The mean fluoride concentration in mineral soil is 200 to 300 mg/kg; whereas that of organic soils is generally lower (97 mg/kg). In the Netherlands the fluoride concentrations in clay soils range from 80 to 700 mg/kg dw. In soils with higher pH values a higher amount of soluble F-complexes is found. Because the variation in background levels throughout Europe is substantial, the Dutch reference value is used. This gives a PNEC soil of 500 mg/kg d.w.

Conclusion on classification

As inorganic compound, potassium trifluorozincate is not biodegraded but abiotic dissociation and subsequent interactions occur instead. Nonetheless, for classification purposes, inorganic substances are to be considered as non-rapidly degradable. Short-term toxicity EC/LC50 values of potassium trifluorozincate for 3 trophic levels are situated between 2.6 mg/L and 9.2 mg/L. In accordance with Regulation (EC) No 1272/2008, Table 4.1.0 (a), classification for acute aquatic hazard is not required for potassium trifluorozincate as all EC50/LC50 values are above the classification criteria of 1 mg/L.

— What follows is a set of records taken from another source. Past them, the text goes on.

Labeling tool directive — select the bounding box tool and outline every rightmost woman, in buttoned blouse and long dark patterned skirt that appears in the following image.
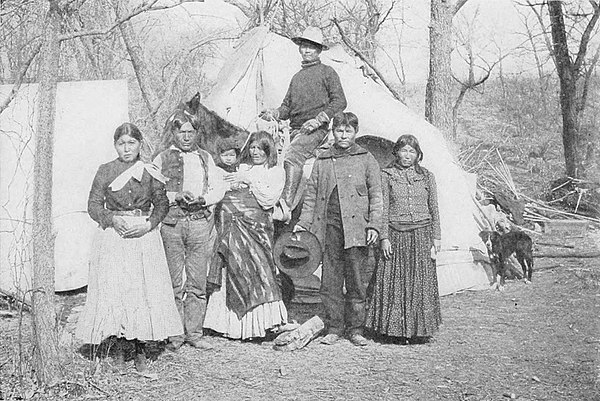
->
[367,135,442,342]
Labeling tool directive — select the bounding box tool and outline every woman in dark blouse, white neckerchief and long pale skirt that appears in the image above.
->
[76,123,183,371]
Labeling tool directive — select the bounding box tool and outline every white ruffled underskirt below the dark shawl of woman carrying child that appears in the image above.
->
[204,269,288,340]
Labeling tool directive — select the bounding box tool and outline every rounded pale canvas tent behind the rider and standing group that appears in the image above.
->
[203,27,489,294]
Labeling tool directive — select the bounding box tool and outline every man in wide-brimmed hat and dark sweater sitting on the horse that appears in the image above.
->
[261,27,346,221]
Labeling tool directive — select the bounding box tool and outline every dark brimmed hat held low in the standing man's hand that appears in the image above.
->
[273,231,322,277]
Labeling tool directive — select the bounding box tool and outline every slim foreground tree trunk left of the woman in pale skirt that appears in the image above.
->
[32,0,62,386]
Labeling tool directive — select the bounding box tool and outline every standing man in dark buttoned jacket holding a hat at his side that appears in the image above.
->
[294,113,383,346]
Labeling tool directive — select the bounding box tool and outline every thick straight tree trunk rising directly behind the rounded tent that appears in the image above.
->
[425,0,454,140]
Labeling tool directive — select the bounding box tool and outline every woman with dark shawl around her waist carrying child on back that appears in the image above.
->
[204,131,287,339]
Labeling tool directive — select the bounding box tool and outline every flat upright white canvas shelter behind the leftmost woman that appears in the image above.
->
[0,80,129,297]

Long-term toxicity data are available for two trophic levels and range from 0.059 mg/L to 0.568 mg/L for daphnids and algae, respectively. In accordance with Regulation (EC) No 1272/2008, Table 4.1.0 (b) (i), potassium trifluorozincate is to be classified as hazardous to the aquatic environment category Chronic 1; H410 (Very toxic to aquatic life with long lasting effects) since the chronic NOEC values are below the classification criteria of 0.1 mg/L. According to Directive 67/548/EEC for the Classification, Packaging and Labelling of Dangerous Substances, the substance is to be classified as N; R50/53 (Very toxic to aquatic organisms, may cause long-term adverse effects in the aquatic environment).